After the German invasion of Poland in 1939 that started WWII, Jews were herded into a ghetto and a wall constructed around it. Disease ran rampant. Irena Sendler falsified documents in order to pose as a nurse so she could get into the ghetto to bring food and supplies.
In 1942, she joined a Polish underground organization, Zegota, and eventually recruited 25 members to help her rescue Jewish children.
Sendler posed as a sewer/plumbing specialist for the Ghetto. Using her truck and tool bags, she smuggled children out of the Ghetto in boxes, suitcases, sacks, and even coffins. She always brought her dog on the truck as she had trained him to bark when the Nazi soldiers let her in and out of the Ghetto so they wouldn't search her truck.
She and her helpers created over 3,000 false documents to help them escape. Co-conspirators on the outside placed the children in to safe houses, Catholic convents, orphanages, etc. then given non-Jewish aliases.

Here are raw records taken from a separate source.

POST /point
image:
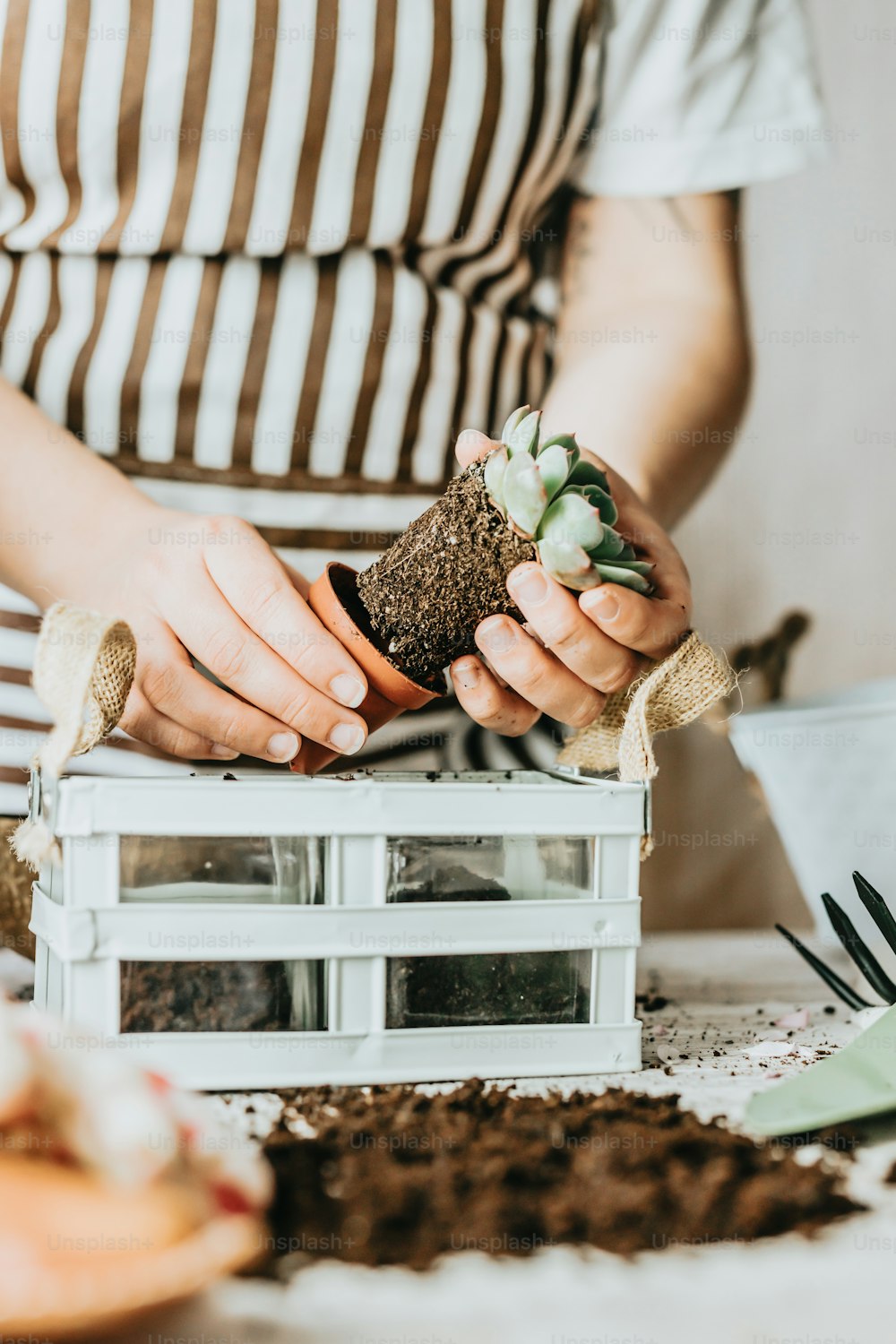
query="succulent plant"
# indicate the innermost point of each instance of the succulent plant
(549, 495)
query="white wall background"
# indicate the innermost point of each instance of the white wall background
(804, 513)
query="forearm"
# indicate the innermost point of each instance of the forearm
(61, 504)
(659, 392)
(653, 358)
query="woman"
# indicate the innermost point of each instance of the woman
(261, 263)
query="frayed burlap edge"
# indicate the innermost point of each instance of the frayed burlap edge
(82, 674)
(675, 693)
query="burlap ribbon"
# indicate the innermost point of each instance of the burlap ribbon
(82, 674)
(673, 693)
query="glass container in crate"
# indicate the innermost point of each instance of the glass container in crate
(271, 930)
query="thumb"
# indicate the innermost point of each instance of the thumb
(471, 445)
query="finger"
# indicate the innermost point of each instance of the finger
(471, 445)
(144, 722)
(212, 632)
(490, 704)
(538, 675)
(651, 625)
(554, 615)
(172, 685)
(257, 586)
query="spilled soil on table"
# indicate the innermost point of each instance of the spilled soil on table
(390, 1176)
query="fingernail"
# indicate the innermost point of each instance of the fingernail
(498, 637)
(347, 738)
(468, 674)
(282, 746)
(530, 586)
(602, 602)
(347, 690)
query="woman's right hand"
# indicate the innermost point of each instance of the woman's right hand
(211, 589)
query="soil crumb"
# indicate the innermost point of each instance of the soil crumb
(390, 1176)
(444, 575)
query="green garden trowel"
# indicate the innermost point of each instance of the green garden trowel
(860, 1080)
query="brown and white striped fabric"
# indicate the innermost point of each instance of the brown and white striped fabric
(269, 255)
(284, 246)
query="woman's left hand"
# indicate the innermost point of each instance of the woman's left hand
(575, 648)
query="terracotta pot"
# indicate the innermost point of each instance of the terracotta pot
(333, 599)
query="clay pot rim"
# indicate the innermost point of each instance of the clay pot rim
(382, 675)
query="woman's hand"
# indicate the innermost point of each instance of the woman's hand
(211, 589)
(575, 648)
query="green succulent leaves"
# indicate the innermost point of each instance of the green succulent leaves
(554, 497)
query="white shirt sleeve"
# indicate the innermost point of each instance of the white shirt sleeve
(702, 96)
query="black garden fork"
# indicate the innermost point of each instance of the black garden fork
(856, 948)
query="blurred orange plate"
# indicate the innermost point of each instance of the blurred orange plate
(80, 1300)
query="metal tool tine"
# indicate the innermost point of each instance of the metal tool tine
(829, 976)
(876, 908)
(858, 951)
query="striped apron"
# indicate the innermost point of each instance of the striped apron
(269, 257)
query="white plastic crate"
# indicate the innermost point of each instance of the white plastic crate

Sendler wrote down all the names of the children and hid them in a jar, buried in a garden, in the hopes of reuniting children with parents at the end of the war. Sadly, most of the parents had been killed in the holocaust.
Eventually, Sendler was captured and tortured by the Nazis. Her feet and legs were broken, still she refused to reveal her co-conspirators or hand over the names of the children. A guard finally accepted a bribe to sneak her out of the prison.
Sendler successfully smuggled out 2,500 Jewish children and 500 Jewish adults during WWII.
"Every child saved with my help is the justification of my existence on this Earth, and not a title to glory."
After the war and the Soviet takeover of Poland, Irena Sendler was persecuted by the communist Polish state authorities for her relations with the Polish government in exile and with the Home Army.